1. A descolonização, que foi um verdadeiro desastre nacional, efectuada precipitadamente em virtude da política suicida do regime anterior, cujas consequências nefastas os governos provisórios não puderam evitar. Das consequências dessa precipitação sofrem os novos países independentes e muito em especial o povo de Timor, abandonado à agressão indonésia.

2. A contra-reforma agrária, com a restauração dos latifúndios e do absentismo, perdendo-se assim uma oportunidade histórica de transformar a estrutura fundiária do sul do País, que a Reforma Agrária tinha deixado intocada.

3. A vaga de atentados reaccionários no norte em 1975, sob a égide da rede bombista e do MDLP, manifestação de intolerância em relação às forças de Esquerda, e que chegram ao extremo de assassinatos como o do Padre Max, ainda hoje sem castigo.

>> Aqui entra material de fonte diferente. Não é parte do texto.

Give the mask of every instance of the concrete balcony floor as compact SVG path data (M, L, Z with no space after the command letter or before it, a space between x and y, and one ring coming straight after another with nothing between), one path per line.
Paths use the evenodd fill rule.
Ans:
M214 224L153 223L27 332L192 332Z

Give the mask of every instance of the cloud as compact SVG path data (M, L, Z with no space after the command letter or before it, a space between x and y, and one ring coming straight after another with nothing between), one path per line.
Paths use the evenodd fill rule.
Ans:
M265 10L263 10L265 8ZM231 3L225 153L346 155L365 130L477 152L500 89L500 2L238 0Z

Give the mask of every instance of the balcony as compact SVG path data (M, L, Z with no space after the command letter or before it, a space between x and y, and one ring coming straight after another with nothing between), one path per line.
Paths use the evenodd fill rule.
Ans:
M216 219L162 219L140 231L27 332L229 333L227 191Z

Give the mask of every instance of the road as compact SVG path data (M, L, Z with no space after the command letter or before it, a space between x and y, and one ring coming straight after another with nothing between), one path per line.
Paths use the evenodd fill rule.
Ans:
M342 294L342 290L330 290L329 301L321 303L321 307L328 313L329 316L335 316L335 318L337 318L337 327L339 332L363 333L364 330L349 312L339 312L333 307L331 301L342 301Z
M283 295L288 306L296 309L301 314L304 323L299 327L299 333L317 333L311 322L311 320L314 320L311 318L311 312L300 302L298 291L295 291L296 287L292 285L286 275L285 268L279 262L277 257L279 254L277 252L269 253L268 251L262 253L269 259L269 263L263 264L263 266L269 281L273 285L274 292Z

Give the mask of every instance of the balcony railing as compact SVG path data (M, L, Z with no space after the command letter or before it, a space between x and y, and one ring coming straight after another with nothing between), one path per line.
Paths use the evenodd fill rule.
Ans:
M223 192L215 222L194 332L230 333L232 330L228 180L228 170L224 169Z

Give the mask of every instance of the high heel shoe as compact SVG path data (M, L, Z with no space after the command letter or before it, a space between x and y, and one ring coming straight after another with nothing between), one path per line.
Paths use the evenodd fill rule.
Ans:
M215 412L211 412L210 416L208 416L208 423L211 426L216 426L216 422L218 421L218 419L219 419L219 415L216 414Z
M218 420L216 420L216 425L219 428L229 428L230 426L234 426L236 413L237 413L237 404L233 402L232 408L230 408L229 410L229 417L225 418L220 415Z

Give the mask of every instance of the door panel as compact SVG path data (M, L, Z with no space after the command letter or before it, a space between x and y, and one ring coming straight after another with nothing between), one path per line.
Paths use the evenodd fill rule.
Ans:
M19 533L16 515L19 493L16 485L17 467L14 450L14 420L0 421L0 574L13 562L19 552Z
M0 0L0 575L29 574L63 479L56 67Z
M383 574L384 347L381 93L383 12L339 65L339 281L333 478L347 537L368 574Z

4. A partidarização excessiva da vida política e das instituições, dando lugar a fenómenos de sectarismo, favorecendo o clientelismo e o oportunismo e retirando representatividade à própria Assembleia da República.

5. O surgimento de uma mentalidade de novo-riquismo, de mãos dadas com o culto do sucesso individual, tendendo a propagar a indiferença perante a crescente desigualdade dos rendimentos e o alastramento do desemprego e das manchas de pobreza, minando assim os sentimentos de solidariedade.

6. A excessiva preponderância do capital financeiro na vida económica, subalternizando os sectores ligados à produção agrícola e industrial, e desarmando estes perante as consequências da integração europeia e da abertura dos mercados.

7. A ausência de uma política de habitação e de solos, agravada pela recusa do governo em dialogar com os próprios agentes do sector, com o que têm persistido as extremas carências sentidas neste domínio desde há décadas.

8. O sucessivo protelamento do processo de regionalização, de base democrática, substituída aquela pela desconcentração de serviços da Administração central que mais não fazem do que acentuar a dependência em relação ao Terreiro do Paço.

9. O restauracionismo que tem dominado a vida política, que faz com que a situação se assemelhe cada vez mais a um marcelismo democrático e sem o fardo da guerra colonial, acentuada com a chegada ao Poder de uma classe política que nada tem a ver com o 25 de Abril e a luta contra a ditadura.

10. A inoperância do aparelho fiscal, que faz com que o enriquecimento demonstrado por sinais exteriores seja insuficientemente tributado, recaindo a maior parte dos impostos sobre os trabalhadores por conta de outrem.